Here mass of the object is $m$ and the acceleration due to gravity is $g$.

Substitute $mg$ for $W$ in Equation (II)

  $\begin{array}{l}{\left(mg\right)}_{abovesealevel}=\left(0.99\right){\left(mg\right)}_{sealevel}\\ {\left(g\right)}_{abovesealevel}=\left(0.99\right){\left(g\right)}_{sealevel}\end{array}$...... (VII).

Calculation:

Substitute $9.807\text{m}/{\text{s}}^{\text{2}}$ for $a$ in Equation (V)

  $g=9.807\text{m}/{\text{s}}^{\text{2}}$

Substitute $9.807\text{m}/{\text{s}}^{\text{2}}$ for ${\left(g\right)}_{sealevel}$ and $\left(9.807\text{m}/{\text{s}}^{\text{2}}\right)-\left(3.32\times {10}^{-6}{\text{s}}^{\text{-2}}\right)z$ for ${\left(g\right)}_{abovesealevel}$ in Equation (VII).

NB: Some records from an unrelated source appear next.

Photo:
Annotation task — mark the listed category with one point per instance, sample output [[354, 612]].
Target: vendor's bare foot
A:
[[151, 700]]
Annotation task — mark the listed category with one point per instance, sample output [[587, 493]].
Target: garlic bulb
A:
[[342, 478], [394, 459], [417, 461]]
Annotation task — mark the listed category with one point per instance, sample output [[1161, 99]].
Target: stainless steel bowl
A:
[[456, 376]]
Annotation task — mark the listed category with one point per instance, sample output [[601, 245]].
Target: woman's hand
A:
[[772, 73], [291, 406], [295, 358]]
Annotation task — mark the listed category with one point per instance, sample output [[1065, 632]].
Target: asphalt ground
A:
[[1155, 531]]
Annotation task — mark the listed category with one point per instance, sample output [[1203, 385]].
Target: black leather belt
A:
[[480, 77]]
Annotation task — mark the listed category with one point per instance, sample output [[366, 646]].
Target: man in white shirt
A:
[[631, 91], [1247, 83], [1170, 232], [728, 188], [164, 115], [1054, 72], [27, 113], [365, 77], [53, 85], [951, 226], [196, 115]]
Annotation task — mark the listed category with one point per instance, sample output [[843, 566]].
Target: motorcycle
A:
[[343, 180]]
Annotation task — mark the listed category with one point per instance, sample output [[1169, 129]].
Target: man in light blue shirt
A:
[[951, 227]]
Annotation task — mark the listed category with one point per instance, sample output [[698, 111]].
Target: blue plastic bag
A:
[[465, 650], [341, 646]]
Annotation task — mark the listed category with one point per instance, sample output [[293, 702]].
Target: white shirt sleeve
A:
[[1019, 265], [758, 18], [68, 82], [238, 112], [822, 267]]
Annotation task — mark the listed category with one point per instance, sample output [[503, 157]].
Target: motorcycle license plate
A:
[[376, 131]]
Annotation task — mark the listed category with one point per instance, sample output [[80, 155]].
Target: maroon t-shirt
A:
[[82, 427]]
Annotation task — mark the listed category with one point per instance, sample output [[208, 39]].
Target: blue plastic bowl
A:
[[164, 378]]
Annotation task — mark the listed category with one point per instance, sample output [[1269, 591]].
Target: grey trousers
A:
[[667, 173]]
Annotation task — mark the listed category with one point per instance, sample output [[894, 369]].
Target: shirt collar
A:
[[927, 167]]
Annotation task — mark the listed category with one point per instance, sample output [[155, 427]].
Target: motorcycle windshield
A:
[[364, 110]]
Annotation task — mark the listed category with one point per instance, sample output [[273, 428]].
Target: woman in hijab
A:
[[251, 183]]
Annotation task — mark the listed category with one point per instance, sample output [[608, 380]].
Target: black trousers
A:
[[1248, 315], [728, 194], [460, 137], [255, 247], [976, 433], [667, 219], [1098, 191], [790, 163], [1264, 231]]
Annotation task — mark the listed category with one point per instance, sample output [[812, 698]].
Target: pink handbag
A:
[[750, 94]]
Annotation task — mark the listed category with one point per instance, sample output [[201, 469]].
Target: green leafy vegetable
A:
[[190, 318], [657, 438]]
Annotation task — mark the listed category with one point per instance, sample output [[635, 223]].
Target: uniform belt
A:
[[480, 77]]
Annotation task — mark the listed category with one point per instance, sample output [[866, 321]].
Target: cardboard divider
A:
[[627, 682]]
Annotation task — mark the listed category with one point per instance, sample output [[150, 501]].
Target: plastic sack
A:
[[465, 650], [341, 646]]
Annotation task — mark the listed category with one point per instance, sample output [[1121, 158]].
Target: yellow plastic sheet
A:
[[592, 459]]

  $\begin{array}{l}\left(9.807\text{m}/{\text{s}}^{\text{2}}\right)-\left(3.32\times {10}^{-6}{\text{s}}^{\text{-2}}\right)z=\left(0.99\right)9.807\text{m}/{\text{s}}^{\text{2}}\\ -\left(3.32\times {10}^{-6}{\text{s}}^{\text{-2}}\right)z=\left(0.99\right)9.807\text{m}/{\text{s}}^{\text{2}}-\left(9.807\text{m}/{\text{s}}^{\text{2}}\right)\\ -\left(3.32\times {10}^{-6}{\text{s}}^{\text{-2}}\right)z=-0.098\text{m}/{\text{s}}^{\text{2}}\\ z=29518\text{m}\end{array}$

Conclusion:

The height above the sea level where decrease in the object weight is $1\%$ is $29518\text{m}$.